Both effects are real and measurable in laboratory conditions. Whether they are audible under controlled double-blind listening conditions is a separate and more contested question. The published evidence is not strong. What is not contested is that 96 kHz files are twice the size of 44.1 kHz files, and 192 kHz files are more than four times the size, for the same bit depth and the same number of audio channels. Whether that storage cost buys anything audible is, as of the current state of the literature, an open question.

The Irony

Here is the situation we are actually in. The canonical digital audio format — 16-bit, 44.1 kHz PCM, the format that defined CD quality for a generation and that remains the standard for music distribution — is physically a photograph of analogue video tape. The digitisation of music was made possible by television engineering. The specific number that defines the fidelity of every CD ever pressed is determined by the frame rates and line counts of 1970s broadcast television standards, which were themselves determined by the capabilities of 1940s CRT technology and the political negotiations of early broadcast licensing bodies.

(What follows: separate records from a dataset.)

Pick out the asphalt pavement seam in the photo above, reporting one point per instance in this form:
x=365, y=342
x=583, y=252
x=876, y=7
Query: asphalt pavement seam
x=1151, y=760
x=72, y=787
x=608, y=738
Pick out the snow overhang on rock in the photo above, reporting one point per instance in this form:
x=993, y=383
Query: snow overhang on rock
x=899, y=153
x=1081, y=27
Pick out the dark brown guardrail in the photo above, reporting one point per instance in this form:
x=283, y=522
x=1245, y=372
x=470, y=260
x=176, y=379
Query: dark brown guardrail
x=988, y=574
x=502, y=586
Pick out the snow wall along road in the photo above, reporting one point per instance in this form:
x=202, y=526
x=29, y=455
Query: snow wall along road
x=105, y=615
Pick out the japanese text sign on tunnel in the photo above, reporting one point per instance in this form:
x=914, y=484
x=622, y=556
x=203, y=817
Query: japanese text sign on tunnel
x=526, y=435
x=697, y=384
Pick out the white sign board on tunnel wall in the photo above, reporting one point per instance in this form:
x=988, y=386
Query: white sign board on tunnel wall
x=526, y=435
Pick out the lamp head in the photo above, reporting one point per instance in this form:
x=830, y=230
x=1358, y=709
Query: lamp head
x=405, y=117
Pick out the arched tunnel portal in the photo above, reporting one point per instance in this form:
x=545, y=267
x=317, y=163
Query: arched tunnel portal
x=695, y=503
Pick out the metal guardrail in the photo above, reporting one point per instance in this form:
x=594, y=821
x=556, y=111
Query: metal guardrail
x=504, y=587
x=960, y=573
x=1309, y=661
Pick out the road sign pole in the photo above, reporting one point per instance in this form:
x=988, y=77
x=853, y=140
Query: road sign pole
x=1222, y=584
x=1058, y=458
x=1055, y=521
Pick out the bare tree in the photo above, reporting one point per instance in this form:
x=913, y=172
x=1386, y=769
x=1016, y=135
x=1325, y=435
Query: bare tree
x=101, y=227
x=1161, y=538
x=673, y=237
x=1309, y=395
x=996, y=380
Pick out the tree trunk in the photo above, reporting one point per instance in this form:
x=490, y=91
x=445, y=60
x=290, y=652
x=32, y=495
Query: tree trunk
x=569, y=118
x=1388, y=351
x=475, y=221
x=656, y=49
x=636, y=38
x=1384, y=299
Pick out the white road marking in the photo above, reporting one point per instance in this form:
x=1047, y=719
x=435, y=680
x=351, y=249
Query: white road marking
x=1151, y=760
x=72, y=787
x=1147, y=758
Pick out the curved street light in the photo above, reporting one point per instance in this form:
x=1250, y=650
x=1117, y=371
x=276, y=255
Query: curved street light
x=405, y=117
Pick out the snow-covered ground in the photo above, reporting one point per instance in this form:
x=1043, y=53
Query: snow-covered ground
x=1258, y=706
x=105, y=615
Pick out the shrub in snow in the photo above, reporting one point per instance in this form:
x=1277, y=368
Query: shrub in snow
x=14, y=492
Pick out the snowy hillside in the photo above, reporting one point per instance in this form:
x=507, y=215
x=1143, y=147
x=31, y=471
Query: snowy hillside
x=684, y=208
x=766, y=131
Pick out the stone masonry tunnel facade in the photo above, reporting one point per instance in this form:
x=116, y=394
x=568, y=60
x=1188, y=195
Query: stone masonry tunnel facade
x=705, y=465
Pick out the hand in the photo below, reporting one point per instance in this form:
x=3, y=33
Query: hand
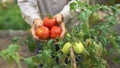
x=37, y=23
x=59, y=18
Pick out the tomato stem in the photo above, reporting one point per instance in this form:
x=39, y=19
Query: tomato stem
x=73, y=58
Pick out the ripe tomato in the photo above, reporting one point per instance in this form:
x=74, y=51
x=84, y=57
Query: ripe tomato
x=49, y=22
x=78, y=47
x=42, y=32
x=55, y=32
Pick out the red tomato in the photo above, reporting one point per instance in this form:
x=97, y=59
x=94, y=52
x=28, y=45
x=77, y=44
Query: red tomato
x=55, y=32
x=42, y=32
x=49, y=22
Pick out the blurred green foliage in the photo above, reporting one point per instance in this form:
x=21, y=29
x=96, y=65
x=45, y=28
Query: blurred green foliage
x=10, y=18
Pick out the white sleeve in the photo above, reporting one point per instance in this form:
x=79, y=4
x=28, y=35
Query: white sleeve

When someone tells you that 44.1 kHz is the “natural” or “perfect” sampling rate for audio, they are, without knowing it, paying tribute to the NTSC standards committee of 1941 and the PAL engineers of the 1960s. The number carries history in it the way a fossil carries the structure of a long-dead organism. It is the right number, in the sense that it works. Its rightness has nothing to do with the reasons it was chosen.

I find this genuinely satisfying rather than disappointing. The history of physics and engineering is full of contingent numbers that turned out to be good enough, and whose goodness was only rationalised after the fact. The metre was originally defined as one ten-millionth of the distance from the equator to the North Pole along the Paris meridian — an arbitrary geodetic choice that turned out to produce a unit of length that is remarkably convenient for human-scale physics. The kilogram was a cylinder of platinum-iridium alloy in a vault outside Paris for over a century. 44,100 Hz is in good company.

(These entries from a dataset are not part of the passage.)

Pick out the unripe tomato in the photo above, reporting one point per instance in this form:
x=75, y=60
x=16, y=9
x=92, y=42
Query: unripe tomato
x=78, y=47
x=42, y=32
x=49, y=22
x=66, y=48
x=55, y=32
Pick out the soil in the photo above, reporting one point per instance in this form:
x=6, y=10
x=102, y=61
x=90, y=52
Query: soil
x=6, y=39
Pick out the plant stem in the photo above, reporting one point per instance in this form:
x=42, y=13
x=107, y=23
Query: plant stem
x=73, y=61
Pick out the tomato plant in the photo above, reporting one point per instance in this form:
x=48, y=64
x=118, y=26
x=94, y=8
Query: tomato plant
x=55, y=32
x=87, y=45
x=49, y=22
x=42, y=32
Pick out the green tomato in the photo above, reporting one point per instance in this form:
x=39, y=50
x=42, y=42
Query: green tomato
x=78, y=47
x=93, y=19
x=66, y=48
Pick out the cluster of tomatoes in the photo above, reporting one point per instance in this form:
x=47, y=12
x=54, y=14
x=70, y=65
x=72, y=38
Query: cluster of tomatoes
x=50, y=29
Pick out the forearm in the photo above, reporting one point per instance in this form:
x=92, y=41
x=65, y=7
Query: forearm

The Archaeology of a Number

The numbers we inherit from engineering history are rarely arbitrary at every level simultaneously. 44,100 Hz is not arbitrary at the level of sampling theory: it satisfies the Nyquist criterion with enough headroom for a physically realisable anti-aliasing filter, given 1970s component technology. That is a genuine constraint, and the number sits in the right region of parameter space for it.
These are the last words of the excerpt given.